A city is allowed to be slow
The dominant thinking in much urban policy is still that lower speeds equate to worse logistics. The Geotab data show something different: a city can be slow, as long as vehicles keep moving. Stop-start traffic causes far more operational damage than stable flow. Rome is the most striking example of this. The city experiences heavy congestion, yet scores surprisingly well on trip inefficiency because vehicles continuously keep moving rather than constantly coming to a standstill.
Amsterdam
Amsterdam scores highly thanks to a completely different model. Its compact urban structure, short trip distances, and optimized traffic lights allow vehicles to travel through the city relatively efficiently. The city even achieves one of the best scores for limiting waste from idling engines.
This is an important insight for urban logistics experts. The quality of logistical performance is determined not solely by capacity but, above all, by network behavior. A city with limited space can still function efficiently when traffic flows remain predictable, and vehicles do not constantly have to stop, accelerate, or take detours.
This connects the report directly to debates playing out in European cities. Many cities rely heavily on restrictions: zero-emission zones, time windows, road closures, car-free areas, and limitations on delivery and freight vehicles. These measures can contribute to liveability, but the Geotab analysis shows that fragmentation of traffic flows can also create a “structural burden” on logistics: extra buffer times, missed delivery windows, and higher operational costs.
Lessons for cities
The first lesson is that traffic management is becoming more important than pure infrastructure expansion. Smart traffic signals, prioritization of logistics routes, and predictable access systems deliver more value than simply adding extra road capacity. The researchers emphasize that high-scoring cities invest in distributed traffic flows, coordinated traffic lights, and freight-specific infrastructure.
The second lesson is that logistical efficiency is increasingly becoming a data challenge. Connected vehicle data makes it visible where structural bottlenecks arise. In Amsterdam, 13.7% of all driving events are concentrated around Schiphol Airport. According to Geotab, this does not point to a systemic flaw, but to a solvable infrastructure problem. For cities, this means traffic policy can be configured far more precisely when real-time vehicle data is integrated into urban mobility management.
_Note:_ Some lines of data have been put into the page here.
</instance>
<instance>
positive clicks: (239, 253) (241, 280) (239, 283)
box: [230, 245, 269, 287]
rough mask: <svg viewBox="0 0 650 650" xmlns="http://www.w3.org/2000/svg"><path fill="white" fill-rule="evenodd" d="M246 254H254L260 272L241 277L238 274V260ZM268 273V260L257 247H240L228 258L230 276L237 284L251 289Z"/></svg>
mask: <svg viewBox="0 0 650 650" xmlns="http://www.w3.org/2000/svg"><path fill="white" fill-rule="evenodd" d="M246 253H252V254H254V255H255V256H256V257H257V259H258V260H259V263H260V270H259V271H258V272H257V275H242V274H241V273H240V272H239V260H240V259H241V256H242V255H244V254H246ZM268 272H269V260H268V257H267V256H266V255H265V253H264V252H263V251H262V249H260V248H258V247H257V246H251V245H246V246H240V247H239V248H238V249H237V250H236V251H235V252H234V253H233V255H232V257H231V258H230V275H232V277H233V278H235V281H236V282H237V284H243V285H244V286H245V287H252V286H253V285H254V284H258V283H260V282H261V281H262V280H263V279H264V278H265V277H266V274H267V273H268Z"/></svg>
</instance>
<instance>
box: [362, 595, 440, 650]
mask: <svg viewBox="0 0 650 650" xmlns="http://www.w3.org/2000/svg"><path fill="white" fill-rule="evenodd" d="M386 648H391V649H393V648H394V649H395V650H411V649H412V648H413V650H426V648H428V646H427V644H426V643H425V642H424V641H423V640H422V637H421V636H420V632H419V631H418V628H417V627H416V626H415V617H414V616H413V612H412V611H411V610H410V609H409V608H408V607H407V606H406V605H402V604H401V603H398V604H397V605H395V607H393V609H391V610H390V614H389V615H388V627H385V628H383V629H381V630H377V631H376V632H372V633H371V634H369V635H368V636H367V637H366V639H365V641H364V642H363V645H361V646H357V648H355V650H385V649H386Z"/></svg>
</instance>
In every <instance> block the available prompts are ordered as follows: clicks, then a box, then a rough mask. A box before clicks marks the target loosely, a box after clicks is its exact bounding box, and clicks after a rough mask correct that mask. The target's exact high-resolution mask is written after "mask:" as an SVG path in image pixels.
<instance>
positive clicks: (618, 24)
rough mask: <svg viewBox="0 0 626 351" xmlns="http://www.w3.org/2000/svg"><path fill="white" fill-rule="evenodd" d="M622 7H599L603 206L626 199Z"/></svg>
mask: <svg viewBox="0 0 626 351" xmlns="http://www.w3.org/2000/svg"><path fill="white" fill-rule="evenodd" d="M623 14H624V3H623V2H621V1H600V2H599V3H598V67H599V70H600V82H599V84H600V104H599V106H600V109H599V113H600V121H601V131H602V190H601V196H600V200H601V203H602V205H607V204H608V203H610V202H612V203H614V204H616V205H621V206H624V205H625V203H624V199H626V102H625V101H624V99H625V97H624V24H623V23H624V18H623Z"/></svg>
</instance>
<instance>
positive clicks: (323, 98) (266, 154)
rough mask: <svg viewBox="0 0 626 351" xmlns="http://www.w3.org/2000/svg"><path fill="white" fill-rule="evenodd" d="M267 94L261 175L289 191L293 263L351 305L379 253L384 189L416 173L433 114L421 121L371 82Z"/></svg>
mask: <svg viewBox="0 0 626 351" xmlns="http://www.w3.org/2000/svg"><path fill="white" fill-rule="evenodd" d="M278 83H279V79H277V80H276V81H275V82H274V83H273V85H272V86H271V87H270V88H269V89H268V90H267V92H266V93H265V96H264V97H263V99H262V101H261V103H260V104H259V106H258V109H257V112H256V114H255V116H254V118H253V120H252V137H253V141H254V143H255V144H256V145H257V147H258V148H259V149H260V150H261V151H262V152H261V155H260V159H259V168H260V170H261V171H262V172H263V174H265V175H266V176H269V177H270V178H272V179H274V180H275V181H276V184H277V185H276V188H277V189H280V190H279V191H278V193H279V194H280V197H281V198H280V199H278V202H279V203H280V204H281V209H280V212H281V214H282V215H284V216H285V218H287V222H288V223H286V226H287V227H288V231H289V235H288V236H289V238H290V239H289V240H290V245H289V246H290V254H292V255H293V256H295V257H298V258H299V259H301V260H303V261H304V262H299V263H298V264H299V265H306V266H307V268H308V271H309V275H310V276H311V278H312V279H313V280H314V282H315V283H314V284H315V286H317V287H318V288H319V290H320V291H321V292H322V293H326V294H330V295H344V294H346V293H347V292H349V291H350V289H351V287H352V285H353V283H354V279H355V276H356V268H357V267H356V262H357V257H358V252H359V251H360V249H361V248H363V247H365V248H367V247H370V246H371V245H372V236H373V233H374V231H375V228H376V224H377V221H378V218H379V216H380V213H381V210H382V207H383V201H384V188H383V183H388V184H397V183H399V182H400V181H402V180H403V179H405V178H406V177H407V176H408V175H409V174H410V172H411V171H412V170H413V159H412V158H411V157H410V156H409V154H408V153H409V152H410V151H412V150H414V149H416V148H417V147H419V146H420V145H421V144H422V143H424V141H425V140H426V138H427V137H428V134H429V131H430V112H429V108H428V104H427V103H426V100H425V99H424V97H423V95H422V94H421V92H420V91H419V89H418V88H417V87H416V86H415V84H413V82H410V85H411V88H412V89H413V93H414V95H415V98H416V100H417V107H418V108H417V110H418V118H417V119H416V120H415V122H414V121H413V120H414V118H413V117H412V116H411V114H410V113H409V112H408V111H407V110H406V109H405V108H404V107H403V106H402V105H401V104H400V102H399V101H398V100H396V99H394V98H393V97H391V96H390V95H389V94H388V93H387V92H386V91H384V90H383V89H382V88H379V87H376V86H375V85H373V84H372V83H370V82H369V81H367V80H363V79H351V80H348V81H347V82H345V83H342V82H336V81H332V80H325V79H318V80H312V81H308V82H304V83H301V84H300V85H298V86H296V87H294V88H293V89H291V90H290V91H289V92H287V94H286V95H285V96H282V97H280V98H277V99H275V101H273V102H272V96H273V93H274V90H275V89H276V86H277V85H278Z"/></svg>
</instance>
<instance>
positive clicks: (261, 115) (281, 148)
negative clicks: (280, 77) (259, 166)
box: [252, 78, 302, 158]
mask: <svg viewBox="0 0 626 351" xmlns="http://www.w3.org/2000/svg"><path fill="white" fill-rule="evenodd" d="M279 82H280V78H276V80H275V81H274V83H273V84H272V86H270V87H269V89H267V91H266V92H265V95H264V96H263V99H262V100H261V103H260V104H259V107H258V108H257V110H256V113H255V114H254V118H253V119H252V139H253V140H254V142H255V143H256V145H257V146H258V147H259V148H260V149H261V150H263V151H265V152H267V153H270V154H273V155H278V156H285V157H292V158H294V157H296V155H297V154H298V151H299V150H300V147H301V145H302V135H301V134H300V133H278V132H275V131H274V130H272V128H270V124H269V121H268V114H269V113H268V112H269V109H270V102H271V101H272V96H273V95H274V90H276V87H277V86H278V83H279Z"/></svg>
The third lesson concerns the organization of urban logistics itself. Truck fleets perform better than passenger vehicle fleets in virtually all cities — not because of different technology, but through operational discipline: planned routes, delivery windows, trip structure, and professional planning. This once again confirms that urban logistics is not only an infrastructure issue, but also a matter of collaboration, planning, and professional management.
Sustainability
It is also noteworthy that Amsterdam demonstrates that sustainability and logistical efficiency need not conflict. Many discussions about zero-emission zones are conducted as though sustainability automatically leads to higher costs and lower efficiency. This index instead suggests that well-designed urban networks can combine both goals: lower emissions and better logistical performance.
For European cities, this presents an important challenge. The report warns that urban freight flows are outpacing available road capacity. At the same time, restrictions on fossil-fuel vehicles continue to increase. This means cities can no longer think only about reducing traffic but must focus, above all, on better-organized traffic.
Amsterdam proves that compact, busy cities need not grind to a logistical halt. But that requires continuous attention to traffic flow, predictability, and data-driven traffic management. The real challenge for European cities is therefore not to reduce logistics, but to organize them intelligently.